Année liturgique et conversion : se laisser toucher par la patience de Dieu
Par Laurent de Villeroché, prêtre eudiste, membre du SNPLS
Un Amour premier
Dieu a pris l’initiative de se rapprocher des hommes. Il veut qu’un peuple naisse de cette proximité. Selon le P. Gérard Billon1, une alliance est un « engagement réciproque qui dépassant le dialogue initial, unit deux êtres à la vie et à la mort ». L’Alliance est l’histoire de cette rencontre de Dieu avec l’homme qui court tout au long de la Bible jusqu’à son plein accomplissement dans le Christ.
Comme le rappelle la Prière eucharistique IV, Dieu a créé toutes choses. Avec sagesse et par amour, il a fait les hommes à son image, et lui a confié l’univers. Quand les hommes se sont détournés de lui, il ne les a pas abandonnés au pouvoir de la mort. Pour qu’ils le cherchent et puissent le trouver, il a multiplié les alliances avec eux et les a formés par les prophètes. Lorsque les temps furent accomplis, il a envoyé son propre Fils, pour qu’il soit leur Sauveur. Conçu de l’Esprit Saint, né de la Vierge Marie, il a vécu notre condition d’homme en toute chose, excepté le péché. Pour manifester la force de l’alliance voulue par Dieu – « à la vie et à la mort » – le Fils est allé jusqu’à se livrer lui-même à la mort. Mais, par sa résurrection, il a détruit la mort et renouvelé la vie. Comme premier don fait aux croyants, il a envoyé l’Esprit, qui poursuit son œuvre dans le monde et achève toute sanctification.
Ainsi Dieu est à l’initiative d’une relation unique qui donne vie en rassemblant les hommes. Son Amour se propose inlassablement.

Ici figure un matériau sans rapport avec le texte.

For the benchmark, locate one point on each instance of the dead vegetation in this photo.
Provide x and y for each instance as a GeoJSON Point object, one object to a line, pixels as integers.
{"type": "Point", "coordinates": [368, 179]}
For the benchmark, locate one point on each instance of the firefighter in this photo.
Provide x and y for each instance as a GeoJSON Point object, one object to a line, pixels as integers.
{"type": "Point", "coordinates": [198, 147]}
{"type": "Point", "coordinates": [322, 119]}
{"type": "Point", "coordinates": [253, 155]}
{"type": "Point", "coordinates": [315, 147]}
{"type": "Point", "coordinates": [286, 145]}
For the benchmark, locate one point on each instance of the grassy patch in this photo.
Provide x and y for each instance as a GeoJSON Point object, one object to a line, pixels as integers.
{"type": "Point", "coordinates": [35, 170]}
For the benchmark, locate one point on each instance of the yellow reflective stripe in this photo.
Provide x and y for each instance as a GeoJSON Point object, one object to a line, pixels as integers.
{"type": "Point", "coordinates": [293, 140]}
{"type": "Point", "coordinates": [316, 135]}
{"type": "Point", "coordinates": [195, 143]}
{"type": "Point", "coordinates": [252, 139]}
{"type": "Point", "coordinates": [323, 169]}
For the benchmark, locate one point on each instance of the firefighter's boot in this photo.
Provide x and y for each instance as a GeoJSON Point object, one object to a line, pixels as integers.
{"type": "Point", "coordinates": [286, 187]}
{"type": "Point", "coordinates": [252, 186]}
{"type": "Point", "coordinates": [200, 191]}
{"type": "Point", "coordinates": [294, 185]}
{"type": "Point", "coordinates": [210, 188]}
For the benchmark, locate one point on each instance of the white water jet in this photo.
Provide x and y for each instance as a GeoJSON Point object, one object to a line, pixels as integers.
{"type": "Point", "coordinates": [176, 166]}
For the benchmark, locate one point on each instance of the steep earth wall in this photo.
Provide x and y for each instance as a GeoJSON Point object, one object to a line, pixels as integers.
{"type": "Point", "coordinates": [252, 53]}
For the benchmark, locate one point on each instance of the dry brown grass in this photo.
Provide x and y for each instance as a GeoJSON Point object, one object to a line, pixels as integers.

Un Amour qui prend patience
Celui qui aime ne s’impose pas. Il chemine patiemment avec ceux qu’il aime. Les disciples d’Emmaüs (Lc 24, 13-35) ont expérimenté cette patience : il leur a expliqué dans les Écritures tout ce qui le concernait, il les a touchés davantage encore en joignant à la parole l’action de la fraction du pain. Leurs yeux se sont ouverts et le cœur brûlant, ils ont pu repartir.
Les premières communautés se sont d’ailleurs interrogées : Pourquoi ne revient-il pas dans la gloire, comme il l’avait promis ? L’auteur de la deuxième épître de Pierre leur répond :
« Bien‑aimés, il est une chose qui ne doit pas vous échapper : pour le Seigneur, un seul jour est comme mille ans, et mille ans sont comme un seul jour. Le Seigneur ne tarde pas à tenir sa promesse, alors que certains prétendent qu’il a du retard. Au contraire, il prend patience envers vous, car il ne veut pas en laisser quelques-uns se perdre, mais il veut que tous parviennent à la conversion » (2e dimanche de l’Avent B ; 2P 3, 8-14).
Dieu ne tarde pas mais il attend patiemment notre conversion.
Un Amour qui attend notre réponse
La conversion est avant tout l’action d’un cœur qui s’ouvre à la grâce et exprime cette ouverture par des gestes concrets, parfois des efforts. En se laissant toucher par l’amour de Dieu, de plus et plus intimement relié à lui, le vieil homme osera se détacher de ses oripeaux, abandonner ses idoles.
Passer peu à peu des manifestations de la grâce à celui qui en est l’auteur prend du temps. Le P. François Marxer s’exprime ainsi sur le sujet : souvent « le merveilleux est le propre de la première conversion. Mais il existe toujours une seconde conversion moins sensible que la première qui vient l’authentifier. Quand je lis un récit de conversion empreint de merveilleux, j’ai tendance à penser ‘Attendons la seconde conversion2…’ ». Une seule chose compte désormais : répondre à l’Amour qui prend patience.
À travers l’année liturgique, Dieu offre du temps pour la conversion
Parce que la conversion prend du temps, l’année liturgique est cet espace-temps offert à l’homme par lequel Dieu continue à se révéler à nous, progressivement, par petites touches ou en nous faisant vivre des temps forts.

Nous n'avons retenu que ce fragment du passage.